In conversation: scientist Ruth Blake on life aboard the E/V Nautilus

Yale geology and geophysics professor Ruth Blake recently completed a tour of duty as lead scientist aboard the exploration vessel Nautilus, during the Windward Passage leg of the ship’s 2014 exploration season.

Yale geology and geophysics professor Ruth Blake recently completed a tour of duty as lead scientist aboard the exploration vessel Nautilus, during the Windward Passage leg of the ship’s 2014 exploration season.

Professor Ruth Blake was on the E/V Nautilus during its Windward Passage leg. (Photo via Ocean Exploration Trust)

The Windward Passage is the body of water between Cuba and Haiti, where the Atlantic Ocean flows into and exchanges water with the Caribbean Sea. Blake’s stint as lead scientist lasted Aug. 18–28.

Blake spoke with YaleNews about the scientific mission at the heart of the journey.

What are the duties of the lead scientist?

The lead scientist coordinates the scientific objectives, exploration, and sample requests for all participating scientists. Most of our scientists are land-based (there are 29 for the Windward Passage Leg), as the ship has room for only four scientists, in addition to those staffed by the Ocean Exploration Trust, among its 48 crewmembers. The 2014 exploration season, which you can see from the website, started back in June with legs in the Straits of Florida, Dry Tortugas, several in the Gulf of Mexico and the Mesoamerican Reef off of Belize, then Montego Bay to begin the current leg. For the remainder of the season we will head down the Antilles chain to explore seamount and return to Kick’em Jenny (an active undersea volcano near Grenada) to explore and collect volcanic vent fluids.

The lead scientist also serves as one of the watch leaders. The watch leader sits at a central console and basically controls the remotely operated vehicles (ROVs). You tell them where to go, when to stop and sample things such as corals, rock, and sediment cores. We also sample the water column to study dissolved nutrients and isotopes in the water, which is the focus of my own research during this leg.

I am studying the breakdown products of “marine snow” — sinking organic matter in the water column that often appears like an underwater snowstorm — to understand its transport and transformation within the different water masses that manifest in the Windward Passage and Jamaica Channel. Specifically, I am studying dissolved phosphate in the water column.

One of Ruth Blake’s duties on the E/V Nautilus was to control the remotely operated vehicles that gather samples from the ocean floor. (Photo via Ocean Exploration Trust)

What appealed to you the most about this way of conducting research?

Aside from jumping at the opportunity to do research at sea, sailing on E/V Nautilus was something I really wanted to do. Nautilus is unlike most other vessels, in that it is an exploration vessel, versus the more common research vessels. It also has telepresence via an onboard satellite system, opening up the world to real-time, live-streamed video of our exploration on the seafloor.
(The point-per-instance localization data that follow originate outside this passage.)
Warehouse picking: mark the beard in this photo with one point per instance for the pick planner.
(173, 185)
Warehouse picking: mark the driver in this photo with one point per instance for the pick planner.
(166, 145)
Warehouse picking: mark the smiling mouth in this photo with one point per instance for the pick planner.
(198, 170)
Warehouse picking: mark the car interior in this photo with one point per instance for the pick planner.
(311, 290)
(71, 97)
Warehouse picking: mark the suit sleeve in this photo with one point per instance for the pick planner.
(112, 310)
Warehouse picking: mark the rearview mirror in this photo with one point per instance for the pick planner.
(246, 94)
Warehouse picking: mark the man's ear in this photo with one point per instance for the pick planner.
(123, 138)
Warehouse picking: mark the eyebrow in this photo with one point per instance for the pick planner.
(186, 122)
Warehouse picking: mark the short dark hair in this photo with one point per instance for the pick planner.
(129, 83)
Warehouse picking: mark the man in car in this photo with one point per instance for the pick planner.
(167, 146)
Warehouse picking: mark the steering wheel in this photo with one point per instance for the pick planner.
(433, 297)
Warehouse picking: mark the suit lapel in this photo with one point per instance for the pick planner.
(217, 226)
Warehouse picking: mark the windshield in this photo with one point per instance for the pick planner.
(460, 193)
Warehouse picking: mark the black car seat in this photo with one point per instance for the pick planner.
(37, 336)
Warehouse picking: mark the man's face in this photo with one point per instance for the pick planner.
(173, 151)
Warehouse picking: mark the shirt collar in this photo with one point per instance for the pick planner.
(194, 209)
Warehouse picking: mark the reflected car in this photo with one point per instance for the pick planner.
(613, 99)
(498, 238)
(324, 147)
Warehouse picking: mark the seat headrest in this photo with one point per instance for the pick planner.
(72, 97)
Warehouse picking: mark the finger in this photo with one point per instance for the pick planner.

There is the ability to communicate with scientists in real-time via a chat room, so the world can explore the oceans right along with us. This is a unique and unprecedented platform and a new way of doing science. It is highly collaborative and offers the opportunity to obtain first results on new discoveries, as well as provide initial samples and data for the development of future research expeditions and funding requests to support the exciting research that comes out of our discoveries during exploration of the oceans.

What were some of the scientific opportunities specific to the Windward Passage?

Although the Windward Passage has historically been, and remains, an important shipping route in the region, it has received little exploration. The main scientific objective of this leg was to explore large, seafloor faults and tectonic features, such as submarine landslides in the area — the Septentrional fault, north of Haiti, that runs through the Windward Passage and connects with the Oriente fault near Cuba; and the Enriquillo-Plantain-Garden (EPG) fault, which is associated with the devastating 2010 earthquake and tsunami in Haiti. The EPG fault runs from Jamaica, through the Jamaica Channel, cutting right through the southern peninsula of Haiti, past Port Au Prince and continuing into the Dominican Republic.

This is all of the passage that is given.